Work with a divers group of researchers from all over the world!
Live on a beautiful, exotic island in the Philippines!
LAMAVE's whale shark research and conservation projects will allow research interns to study whale sharks in the water through photo identification and other research work, thereby gaining important firsthand experience in their field.
LAMAVE has been studying whale sharks in the Philippines since 2012. We started working with this species to understand the human-shark interactions, and how these can be beneficial to local communities as well as for the species.
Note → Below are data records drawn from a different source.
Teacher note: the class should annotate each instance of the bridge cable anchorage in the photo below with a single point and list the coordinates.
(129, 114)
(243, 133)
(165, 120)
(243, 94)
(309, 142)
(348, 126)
However, human-shark interactions can have ecosystem-level implications which need addressing in order to ensure their long-term sustainability. We are now working across the different tourism sites in the country, namely Donsol, Oslob, Southern Leyte and Palawan.
As part of our ecological understanding of the species, we also study their movement patterns and distribution, and how these sites link up between them.
Interns will help in gathering data on whale sharks in the water. LAMAVE's main research technique to understand their ecology is photographic identification (photo-ID). This technique harnesses the uniqueness of the whale shark's spot pattern and through the aid of star-mapping software, we can 'match' whale sharks between areas. Interns will get a chance to swim in the water with these animals and observe them. Other methodologies are also used by the organization's researchers, depending on the site.
Interns collect data that contributes to LAMAVE’s research outputs, including scientific publications, policy and education. Interns help not only in gathering data, but also in collating and evaluating some of the information collected. Research interns are also involved in community engagement work that is geared towards imparting conservation knowledge and inspiring conservationist attitudes and behaviors in the local community.
By the end of their time here, interns will be very knowledgeable in photo-identifying different individuals of whale sharks. They will be immersed into a local community and will be living with a group of people from different backgrounds. They will gain social skills through public speaking, community relations and group dynamics. In three months, they will gain new insights on the conservation of whale sharks and more information on their biology and their ecological functions.